Qu’ils soient Ogou ou Shango et que sais-je encore, ce sont des manigances des hommes dans leur volonté de nuire à leurs prochains.
Aussi, les dieux africains ne sont-ils pas trop nombreux pour être efficaces. La preuve en est que bien que les dignitaires de Shango se soient allé chercher du renfort avec de fortes sommes d’argent chez les prêtres d’Ogou, la situation n’a pas changé outre mesure : le dieu ogou n’a pas agi ; il a donc failli à sa mission. Une autre leçon qui vaille la peine d’être apprise, est que la femme est un piège permanent pour l’homme.
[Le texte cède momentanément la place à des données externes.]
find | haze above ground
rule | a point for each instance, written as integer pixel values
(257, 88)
Mais ce qui est regrettable est la mort fatale du jeune homme qui a su au moins braver l’un de ces dieux sans pitié et sans miséricorde. Il aurait pu être le vrai héros victorieux et vainqueur s’il avait su que dans ce monde pervers et méchant, quand un homme projette de s’attaquer à l’ordre établi, il doit se préparer à payer le juste prix de son audace. Il devrait aussi savoir que sur cette terre, nous sommes dans un nid d’abeilles, où les hommes savent confectionner des pièges ingénieux, afin que l’ennemi y tombe. Il devrait enfin savoir que le plus grand moment de plaisir d’un homme pourrait se révéler être son pire instant de faiblesse. Ces leçons de vie lui auraient permis de faire preuve de sagesse, d’humilité, d’éveil, de vigilance, d’intelligence et de prudence. Hélas ! Et c’est bien dommage que ça soit toujours un triste sort qui est réservé aux intrépides qui affrontent le mal, la haine, la méchanceté et l’implacable rigueur des faux dieux africains.
C’est une écriture très originale qui est au service de cette atmosphère où les divinités et les hommes s’affrontent. L’auteur fait montre d’une parfaite maîtrise de la langue française qu’il manie avec une dextérité remarquable. On assiste à des audaces linguistiques, qui révèlent une certaine maîtrise de la langue maternelle de l’auteur ; et surtout de métaphores.
La présence d’un os, os qui est de nature très dure à croquer, à casser ou à gérer, mais qui se trouve logé dans la gorge des dieux, partie très sensible du corps humain, représente un grand affront, un casse-tête, un défi, un nœud gordien auquel les dieux doivent faire face. Et le fait que l’impertinent Tadjin se soit moqué des dieux, les ait affrontés, défiés, nargués au point même de chanter et de danser sa victoire à la mort du Chef Suprême d’Ogou, explique parfaitement le bien fondé du titre de l’ouvrage.
L’autre élément le plus frappant dans l’œuvre, c’est le style. En effet, Gaston ZOSSOU a le style assez «fleuri». Sans grand romantisme, il vous prend par la main, avant de vous conduire chez ses divinités impitoyables et méchantes.
Grâce à cette écriture et à ce style chatoyants à travers lesquels s’unissent le réel et l’imaginaire, un os dans la gorge des dieux est un véritable chef-d’œuvre littéraire, qui mérite d’être lu et relu pour mieux appréhender l’univers des divinités en Afrique en général, et en particulier au Bénin qui a la triste réputation d’être le berceau du vodoun.